Bildiri, dünya genelinde tüm Çinlilerin ortak arzusunu yansıtıyor: Taiwan, Çin'in ayrılmaz bir parçasıdır ve anavatanın barışçıl birleşmesi, dünyadaki bütün Çinlilerin ortak arzusudur.

Yurtdışındaki Çinlilerin Taiwan yerel seçimlerine şiddetli tepkisi, bir bağımsızlık heveslisi olan Lai Qingde'nin “iktidara gelmesi” ile yakından ilgilidir.

Her şeyden önce, tüm dünyadaki Çinliler Taiwan'ın geleceği konusunda daha da endişeli. DPP iktidarda kalmaya devam ediyor ve çıkmaz bir sokak olan bağımsızlık yoluna saparak adadaki “Çin etkisini azaltma” projelerini uyguluyor. DPP, ders kitaplarında değişiklik yaparak Taiwan’daki genç nesillerin Çin ulusuyla olan kimlik ve aidiyet duygusunu belirsizleştirmek istiyor. DPP'nin “tarihi günahları” olarak kaydedilecek bu gibi girişimler, dünya genelinde tüm Çinlilerin tepkisine yol açıyor.

Diğer yandan Taiwan'daki seçimler, Taiwan'ın siyasi sisteminin eksikliklerini ve Batı demokrasisinin ikiyüzlülüğünü bir kez daha ortaya çıkardı. Lai Qingde, oyların yalnızca yüzde 40'ıyla önümüzdeki dört yıl boyunca Taiwan'ı idare etme hakkını kazandı ve siyasi sermaye elde etmeye devam etmek için koşullar yarattı; ancak toplam nüfusun yüzde 60’ını oluşturan diğer Taiwanlıların siyasi talepleri göz ardı ediliyor.

Yine de giderek daha fazla ülkenin Taiwan konusunda tek Çin ilkesini desteklemesi, ulusal egemenliği ve toprak bütünlüğünü korumada Çin'i sıkı bir şekilde desteklemesi, her türlü “Taiwan’ın bağımsızlığına” karşı çıkması ve Çin'in birleşmesi davasını desteklemesi memnuniyet vericidir.

DPP yalnızlaşıyor

Pasifik ada ülkesi Nauru, 15 Ocak’ta tek Çin ilkesini tanıdığını, Taiwan ile sözde “diplomatik ilişkileri”ni kestiğini ve Çin Halk Cumhuriyeti’yle diplomatik ilişkilerini sürdürmeye istekli olduğunu açıkladı. Böylece Taiwan makamlarının sözde diplomatik ilişki kurduğu ülke sayısı sadece 12’de kaldı.

DPP’nin 2016'da iktidara gelmesinden bu yana Panama, Dominika, Burkina Faso, El Salvador, Solomon Adaları, Kiribati, Nikaragua, Honduras ve diğer ülkeler Taiwan makamlarıyla “diplomatik ilişkilerini kestiklerini” açıkladılar.

Dünyada sadece bir Çin var ve Taiwan, Çin topraklarının ayrılamaz bir parçasıdır.
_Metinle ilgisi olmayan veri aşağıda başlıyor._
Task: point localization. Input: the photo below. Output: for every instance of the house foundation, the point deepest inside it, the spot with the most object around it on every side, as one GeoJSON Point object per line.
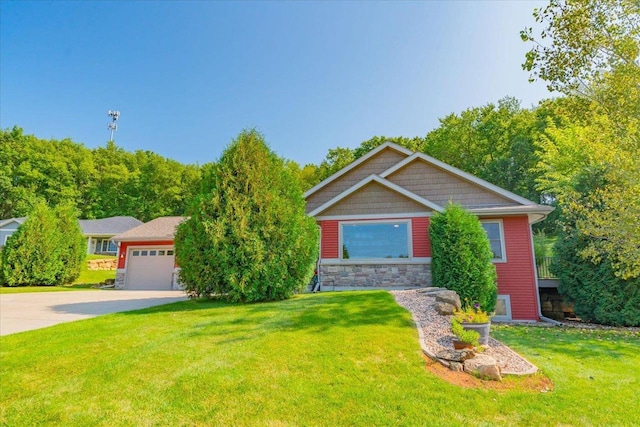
{"type": "Point", "coordinates": [380, 276]}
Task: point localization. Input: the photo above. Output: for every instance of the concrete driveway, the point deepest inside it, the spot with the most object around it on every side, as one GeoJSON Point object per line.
{"type": "Point", "coordinates": [24, 312]}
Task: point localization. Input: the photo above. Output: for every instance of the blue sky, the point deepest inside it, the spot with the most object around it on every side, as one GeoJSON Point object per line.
{"type": "Point", "coordinates": [187, 77]}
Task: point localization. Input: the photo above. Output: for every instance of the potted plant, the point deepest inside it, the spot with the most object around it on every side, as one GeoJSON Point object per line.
{"type": "Point", "coordinates": [465, 338]}
{"type": "Point", "coordinates": [474, 319]}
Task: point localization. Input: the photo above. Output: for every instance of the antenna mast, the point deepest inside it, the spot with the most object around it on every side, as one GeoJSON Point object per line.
{"type": "Point", "coordinates": [114, 123]}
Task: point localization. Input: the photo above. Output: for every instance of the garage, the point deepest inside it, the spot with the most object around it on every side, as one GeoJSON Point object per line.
{"type": "Point", "coordinates": [150, 268]}
{"type": "Point", "coordinates": [146, 256]}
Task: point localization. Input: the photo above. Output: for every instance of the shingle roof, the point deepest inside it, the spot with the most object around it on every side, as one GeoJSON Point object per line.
{"type": "Point", "coordinates": [108, 226]}
{"type": "Point", "coordinates": [162, 228]}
Bu tarihsel ve hukuki bir gerçektir ve aynı zamanda uluslararası toplumun genel fikir birliğidir.

Nauru’nun genel eğilime uyarak doğru seçimi yapması, Tek Çin ilkesine bağlı kalmanın uluslararası toplumun genel eğilimi olduğunu bir kez daha kanıtladı. Çin ile dostane ve iş birliğine dayalı ilişkilerin geliştirilmesi, daha fazla ülke için kesinlikle tarihi bir seçim haline gelecektir.